Attach an underlying Go error for errors.Is() and errors.As() chains:

p := problem.Problem{
Title: "Database Error",
Status: http.StatusInternalServerError,
}.WithError(err)
// Later:
if errors.Is(p, sql.ErrNoRows) {
// works through Unwrap()
}

The wrapped error is available via Unwrap() but is never exposed in the HTTP response.

Attach a stack trace for development debugging:

p := problem.Problem{
Title: "Unexpected Error",
Status: http.StatusInternalServerError,
}.WithStackTrace()

Stack traces are only included in the response when using ServeHTTPDev (the development-mode handler). The standard ServeHTTP never exposes stack traces.

When ServeHTTP is called, the response format is determined by the Accept header:

Accept HeaderResponse
application/problem+jsonProblem Details JSON
application/jsonProblem Details JSON
Anything else / missingPlain text fallback

The JSON response includes all standard fields plus any additional fields set with With:

{
"type": "https://example.com/errors/not-found",
"title": "Resource Not Found",
"detail": "The user with ID 42 was not found.",
"status": 404,
"instance": "/users/42",
"field": "email",
"reason": "invalid format"
}

The Defaulted method fills in missing fields with sensible defaults from the request:

  • Type defaults to "about:blank".
  • Status defaults to 500.
  • Title defaults to Go’s http.StatusText() for the status code.
  • Instance defaults to the request URL path.

The framework calls Defaulted automatically when creating Problem responses from handler errors. You generally don’t need to call it yourself.
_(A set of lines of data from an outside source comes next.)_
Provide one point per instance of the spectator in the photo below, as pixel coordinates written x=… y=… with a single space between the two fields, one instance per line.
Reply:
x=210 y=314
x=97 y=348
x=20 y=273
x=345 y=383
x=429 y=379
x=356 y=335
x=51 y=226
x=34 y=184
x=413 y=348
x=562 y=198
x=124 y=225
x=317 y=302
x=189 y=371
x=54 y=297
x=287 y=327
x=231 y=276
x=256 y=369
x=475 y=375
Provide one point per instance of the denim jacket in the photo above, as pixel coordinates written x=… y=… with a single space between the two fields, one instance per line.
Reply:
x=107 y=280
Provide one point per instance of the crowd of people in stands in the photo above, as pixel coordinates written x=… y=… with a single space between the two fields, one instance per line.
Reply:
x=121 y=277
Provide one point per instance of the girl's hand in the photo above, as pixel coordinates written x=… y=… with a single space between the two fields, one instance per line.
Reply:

Problem implements the HTTPStatus() int method, which returns its Status field. This is how the framework extracts the correct HTTP status code from problem errors.

Define reusable problem templates as package-level variables:

var ErrNotFound = problem.Problem{
Title: "Resource Not Found",
Status: http.StatusNotFound,
}
var ErrUnauthorized = problem.Problem{
Title: "Unauthorized",
Detail: "Valid authentication credentials are required.",
Status: http.StatusUnauthorized,
}
// In a handler:
return ErrNotFound.With("resource", "user").With("id", userId)

Since the builder methods return new instances, the sentinels are never mutated.